OTTAWA — The country’s biggest public-sector union says it’s prepared to stay at the bargaining table with the federal government to reach a new contract for more than 70,000 of its members as the clock ticks toward a general election campaign.

The Public Service Alliance of Canada, which represents about 140,000 federal employees, returned to negotiations Sept. 1 after it said the Trudeau government gave indications that it was prepared to do better than the terms already agreed to with other civil service unions.

PSAC was the lone holdout earlier this year when it rejected Ottawa’s offer of wage increases and compensation for the stress caused to public servants by the Phoenix pay-system debacle.

Several other unions reached tentative agreements that included a cumulative, one-time extra week off over four years for federal employees who were left struggling with the pay system, which has overpaid, underpaid, and in some cases not paid employees at all since its launch in 2016.

Signatories included the Professional Institute of the Public Service of Canada, the Association of Canadian Financial Officers and the Canadian Association of Professional Employees.

Wage provisions added up to minimum increases of two per cent each year in 2018 and 2019, and 1.5 per cent in 2020 and 2021, plus adjustments to wage grids that could increase wages by another one per cent.

PSAC spokesman Riccardo Filippone would not say Friday exactly what convinced his union to return to the bargaining table.

But it had earlier placed two conditions on resuming bargaining.

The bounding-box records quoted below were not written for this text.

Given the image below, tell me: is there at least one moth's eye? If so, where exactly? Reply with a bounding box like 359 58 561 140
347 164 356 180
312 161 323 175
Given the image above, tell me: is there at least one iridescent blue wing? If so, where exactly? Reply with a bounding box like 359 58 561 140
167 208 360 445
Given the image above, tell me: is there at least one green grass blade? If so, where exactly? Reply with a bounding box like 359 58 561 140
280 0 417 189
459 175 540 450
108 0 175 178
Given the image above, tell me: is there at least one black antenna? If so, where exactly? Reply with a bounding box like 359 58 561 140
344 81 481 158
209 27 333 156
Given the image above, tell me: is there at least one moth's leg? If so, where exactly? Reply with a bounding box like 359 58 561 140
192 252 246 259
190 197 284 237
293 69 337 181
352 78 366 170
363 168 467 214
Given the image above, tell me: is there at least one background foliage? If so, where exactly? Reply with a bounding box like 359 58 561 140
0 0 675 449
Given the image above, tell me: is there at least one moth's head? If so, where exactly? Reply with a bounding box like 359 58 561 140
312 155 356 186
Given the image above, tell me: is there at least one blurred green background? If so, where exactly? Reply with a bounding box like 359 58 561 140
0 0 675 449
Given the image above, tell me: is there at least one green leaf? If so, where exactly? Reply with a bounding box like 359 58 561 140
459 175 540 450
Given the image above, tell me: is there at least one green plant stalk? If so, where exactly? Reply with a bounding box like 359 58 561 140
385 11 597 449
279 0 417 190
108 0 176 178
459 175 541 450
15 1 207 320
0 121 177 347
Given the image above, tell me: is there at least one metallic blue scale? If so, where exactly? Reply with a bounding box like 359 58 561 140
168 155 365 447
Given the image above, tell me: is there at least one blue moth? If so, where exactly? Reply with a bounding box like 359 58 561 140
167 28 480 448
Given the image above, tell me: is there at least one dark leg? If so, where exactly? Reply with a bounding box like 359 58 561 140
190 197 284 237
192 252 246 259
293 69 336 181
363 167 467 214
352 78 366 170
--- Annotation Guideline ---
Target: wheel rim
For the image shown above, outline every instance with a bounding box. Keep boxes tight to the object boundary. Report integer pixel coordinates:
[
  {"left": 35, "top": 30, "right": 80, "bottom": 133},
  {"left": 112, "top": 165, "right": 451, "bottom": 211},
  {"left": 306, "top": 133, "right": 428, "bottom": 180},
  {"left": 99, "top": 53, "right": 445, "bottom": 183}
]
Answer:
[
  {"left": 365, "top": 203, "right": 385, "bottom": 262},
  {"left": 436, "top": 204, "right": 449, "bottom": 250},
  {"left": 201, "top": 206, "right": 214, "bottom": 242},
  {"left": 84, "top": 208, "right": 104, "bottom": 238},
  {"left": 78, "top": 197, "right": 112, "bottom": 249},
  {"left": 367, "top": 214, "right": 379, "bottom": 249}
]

First, it wanted an indication that the government was prepared to talk about a better wage deal than the other unions had accepted. The other was that the government would have to be prepared to talk about Phoenix compensation that involved more than just time off.

“(Treasury Board) very recently communicated that those two contextual demands would be something they could head back to the table to consider,” Filippone said.

The current talks affect about 71,000 program and administrative employees, but it is widely expected that similar contract conditions would apply to other categories of government workers should a deal be struck.

It was not clear Friday whether bargaining would continue through the weekend, although Filippone acknowledged the expectation of an election call coming any day added an element of pressure to the talks.

In May, the government said it had reached tentative agreements with unions representing more than 146,000 of its employees to compensate workers affected by the problems with Phoenix. Those agreements included clauses that would provide workers with compensation in line with whatever improvements PSAC could wrestle from the government.

Under the terms of the deal struck in the spring, the Phoenix compensation included a one-time provision of additional annual leave for employees and a cash pay-out equivalent to the five days of leave for former employees or the estates of deceased employees.

PSAC president Chris Aylward called the deal “meagre” and argued the arrangement treated lower-paid employees unfairly because they would receive less money than higher-paid workers if they decided to cash out their vacation time.

A spokesman for the Treasury Board Secretariat, which is responsible for contract negotiations, declined to comment on the current round of bargaining.

The government’s pay centre continues to grapple with a backlog of roughly 230,000 unresolved pay complaints, a number which has slowly declined since peaking near 300,000 at the beginning of the year.